«Il n'y a qu'une frontière, c'est l'humanité.» Nadia Murad, jeune femme yézidie née près de Sinjar, dans le Kurdistan irakien, a vu les troupes de l'État islamique décimer son village avant de l'enlever et de faire d'elle une esclave sexuelle en 2014. Après son évasion, elle a trouvé refuge en Allemagne et, depuis, témoigne inlassablement du sort de son peuple[1]. Et ni le voyeurisme des journalistes ni l'hypocrisie des fonctionnaires internationaux et autres responsables politiques de tous bords ne parviennent à entamer sa détermination.
On Her Shoulders
Invitée à prononcer le discours d’ouverture de l’assemblée générale des Nations unies en 2016, la rescapée devenue militante malgré elle soulève la question, aussi cruciale que géographique, de l’unité du genre humain. Car si la défense des droits humains semble, au moins en paroles, réunir un large consensus en sa faveur, reste à savoir qui l’on veut bien inclure dans l’humanité.
Humains et non humains
Encore aujourd’hui, le respect des droits fondamentaux ne concerne pas toutes les catégories de population, y compris dans les démocraties occidentales. Migrant·es en Europe, Afro-Américain·es aux États-Unis, la professeure de droit Ratna Kapur, invitée à Genève, rappelle combien certains groupes doivent prouver quotidiennement leur humanité, c’est-à-dire leur droit à être traités comme les autres.
En Israël, l'avocate Lea Tsemel n'en finit pas de perdre des procès depuis plus de quarante ans[2]. En 2015, elle défend un adolescent palestinien de 13 ans accusé d'agression au couteau, l'occasion de dénoncer les méthodes d'interrogatoire musclées, les conditions de détention d'un mineur et, surtout, la différence entre les charges retenues lorsqu'il s'agit, pour des faits similaires, de juger un Palestinien ou un Israélien.
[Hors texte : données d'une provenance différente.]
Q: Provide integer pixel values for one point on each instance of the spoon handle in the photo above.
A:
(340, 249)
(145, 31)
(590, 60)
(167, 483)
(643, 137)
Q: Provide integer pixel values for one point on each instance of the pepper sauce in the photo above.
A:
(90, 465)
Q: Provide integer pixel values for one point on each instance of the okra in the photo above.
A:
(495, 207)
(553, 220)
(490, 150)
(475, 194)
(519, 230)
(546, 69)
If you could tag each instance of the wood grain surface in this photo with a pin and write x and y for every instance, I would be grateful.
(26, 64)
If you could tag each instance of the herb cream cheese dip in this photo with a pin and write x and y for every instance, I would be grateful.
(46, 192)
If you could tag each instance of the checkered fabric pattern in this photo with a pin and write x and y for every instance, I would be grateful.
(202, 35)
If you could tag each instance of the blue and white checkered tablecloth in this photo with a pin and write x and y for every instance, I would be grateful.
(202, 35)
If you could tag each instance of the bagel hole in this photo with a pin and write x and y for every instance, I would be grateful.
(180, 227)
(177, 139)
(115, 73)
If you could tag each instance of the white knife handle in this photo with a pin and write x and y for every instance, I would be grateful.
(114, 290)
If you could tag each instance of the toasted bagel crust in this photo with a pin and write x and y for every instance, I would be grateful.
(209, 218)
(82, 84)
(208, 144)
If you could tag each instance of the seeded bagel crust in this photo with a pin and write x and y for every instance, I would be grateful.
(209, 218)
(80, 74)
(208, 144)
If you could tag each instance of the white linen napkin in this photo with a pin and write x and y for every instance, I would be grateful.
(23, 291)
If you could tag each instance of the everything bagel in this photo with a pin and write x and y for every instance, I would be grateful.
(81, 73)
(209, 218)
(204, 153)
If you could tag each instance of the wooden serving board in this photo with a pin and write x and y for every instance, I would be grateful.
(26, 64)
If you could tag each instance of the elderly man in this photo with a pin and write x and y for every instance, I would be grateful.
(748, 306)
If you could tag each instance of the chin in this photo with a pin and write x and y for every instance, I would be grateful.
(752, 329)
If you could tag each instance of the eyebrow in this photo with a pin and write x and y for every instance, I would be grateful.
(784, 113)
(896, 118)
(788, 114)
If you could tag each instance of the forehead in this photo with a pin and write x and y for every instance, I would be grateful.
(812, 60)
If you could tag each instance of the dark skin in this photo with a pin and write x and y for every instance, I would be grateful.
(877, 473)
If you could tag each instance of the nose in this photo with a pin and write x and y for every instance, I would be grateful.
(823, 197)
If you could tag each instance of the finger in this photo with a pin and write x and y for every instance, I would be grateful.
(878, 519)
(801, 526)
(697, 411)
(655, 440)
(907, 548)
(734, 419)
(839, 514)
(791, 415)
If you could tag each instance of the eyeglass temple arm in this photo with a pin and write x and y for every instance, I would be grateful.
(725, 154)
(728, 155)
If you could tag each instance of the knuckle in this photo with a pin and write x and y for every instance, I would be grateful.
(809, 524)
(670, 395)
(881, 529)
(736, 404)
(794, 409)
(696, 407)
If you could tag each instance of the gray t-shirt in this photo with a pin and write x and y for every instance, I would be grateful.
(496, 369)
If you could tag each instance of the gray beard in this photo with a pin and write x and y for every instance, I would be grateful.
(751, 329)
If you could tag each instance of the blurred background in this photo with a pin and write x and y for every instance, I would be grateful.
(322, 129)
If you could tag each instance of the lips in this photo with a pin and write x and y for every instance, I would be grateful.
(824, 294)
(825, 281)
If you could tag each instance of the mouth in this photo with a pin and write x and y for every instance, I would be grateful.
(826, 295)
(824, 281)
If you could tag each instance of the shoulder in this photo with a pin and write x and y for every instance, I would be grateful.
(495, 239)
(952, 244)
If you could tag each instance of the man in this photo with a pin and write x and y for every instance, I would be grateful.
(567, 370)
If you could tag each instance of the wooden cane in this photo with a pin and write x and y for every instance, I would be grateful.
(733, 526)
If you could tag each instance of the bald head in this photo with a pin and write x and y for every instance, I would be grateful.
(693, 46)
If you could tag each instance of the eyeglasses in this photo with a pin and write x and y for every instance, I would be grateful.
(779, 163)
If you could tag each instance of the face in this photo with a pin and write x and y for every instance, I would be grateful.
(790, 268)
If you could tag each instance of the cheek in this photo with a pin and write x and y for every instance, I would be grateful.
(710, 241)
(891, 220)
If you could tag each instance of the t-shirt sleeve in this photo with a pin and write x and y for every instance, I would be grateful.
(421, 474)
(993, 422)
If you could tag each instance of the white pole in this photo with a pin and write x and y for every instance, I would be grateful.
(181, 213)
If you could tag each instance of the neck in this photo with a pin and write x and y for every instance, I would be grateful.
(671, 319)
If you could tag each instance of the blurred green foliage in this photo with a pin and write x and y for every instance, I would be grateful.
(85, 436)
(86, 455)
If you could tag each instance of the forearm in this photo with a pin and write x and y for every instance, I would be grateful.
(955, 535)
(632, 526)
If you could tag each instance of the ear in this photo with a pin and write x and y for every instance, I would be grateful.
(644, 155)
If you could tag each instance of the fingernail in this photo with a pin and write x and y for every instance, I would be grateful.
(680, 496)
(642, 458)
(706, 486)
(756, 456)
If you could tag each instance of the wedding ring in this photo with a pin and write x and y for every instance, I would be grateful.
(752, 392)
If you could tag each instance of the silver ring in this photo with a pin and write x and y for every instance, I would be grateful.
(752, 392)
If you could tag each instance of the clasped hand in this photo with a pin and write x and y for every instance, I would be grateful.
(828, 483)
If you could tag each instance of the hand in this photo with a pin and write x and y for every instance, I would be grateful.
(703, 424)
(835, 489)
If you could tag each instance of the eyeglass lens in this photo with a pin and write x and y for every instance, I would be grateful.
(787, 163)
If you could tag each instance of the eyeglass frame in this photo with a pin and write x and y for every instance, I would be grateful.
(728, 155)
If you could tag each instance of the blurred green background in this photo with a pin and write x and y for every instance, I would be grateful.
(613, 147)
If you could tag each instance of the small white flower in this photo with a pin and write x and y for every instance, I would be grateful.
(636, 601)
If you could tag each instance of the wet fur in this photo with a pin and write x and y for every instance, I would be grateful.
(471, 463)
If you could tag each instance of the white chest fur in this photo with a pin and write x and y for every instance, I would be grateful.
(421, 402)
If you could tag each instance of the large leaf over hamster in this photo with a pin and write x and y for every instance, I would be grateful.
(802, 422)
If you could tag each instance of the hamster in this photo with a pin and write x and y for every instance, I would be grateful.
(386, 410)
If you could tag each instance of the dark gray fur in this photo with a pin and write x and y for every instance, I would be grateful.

Quand des médias lui reprochent de défendre les droits humains d'un individu «dénué d'humanité», elle répond : «Je vois toujours la personne derrière un dossier.»
Des espaces « autres »
À quelques milliers de kilomètres, dans les geôles de Guantanamo, les prisonniers ont subi toutes sortes de sévices sexuels, avec la bénédiction de l'administration Bush. On a considéré qu'il était juste, au nom de la préservation des démocraties occidentales, de renoncer aux fondements même desdites démocraties. Et dans les prisons secrètes de la CIA comme sur les champs de bataille de Syrie, d'Ukraine ou de République démocratique du Congo, les violences sexuelles sont monnaie courante[3].
Zero Impunity
Là encore, tout est affaire de frontières physiques et mentales. Pour que des militaires français abusent sexuellement de femmes et d’enfants en Afrique, ils ont commencé par les reléguer hors d’une humanité au sein de laquelle de tels agissements leur paraîtraient inconcevables. Et s’ils ne sont pas poursuivis en justice, c’est que la distance et la situation de conflit armé se combinent pour créer des espaces «autres», des lieux à part échappant à la morale et au droit. Au Kurdistan irakien, dans l’Ukraine et la Syrie en guerre, ou encore dans l’entre-deux géopolitique des territoires palestiniens, l’absence d’État permet aux pires pulsions de refaire surface en toute impunité.
Pour les victimes de viol en Syrie, en République démocratique du Congo ou en Ukraine, comme pour les suspects torturés à Guantanamo et pour les femmes yézidies mariées de force et violées à répétition – et pour leurs frères et leurs parents, victimes d’un génocide qui n’intéresse pas grand-monde –, cette impunité vient s’ajouter à la souffrance de l’acte lui-même.
Or, montrer, dénoncer, c’est déjà lutter contre l’impunité, en sortant les espaces de non-droit de leur invisibilité, en rapatriant les exactions à l’intérieur des frontières de la morale et du droit. C’est l’un des défis que tentent de relever les films sélectionnés au FIFDH.
Le site du festival : https://fifdh.org/
[1] On Her Shoulders, d'Alexandria Bombach (2018), en compétition, catégorie Documentaires de création.
[2] Lea Tsemel, avocate, de Philippe Bellaïche et Rachel Leah Jones (2019), en compétition, catégorie Documentaires de création.
[3] Zero Impunity, de Nicolas Blies et Stéphane Hueber-Blies (2019), en compétition, catégorie Grands reportages.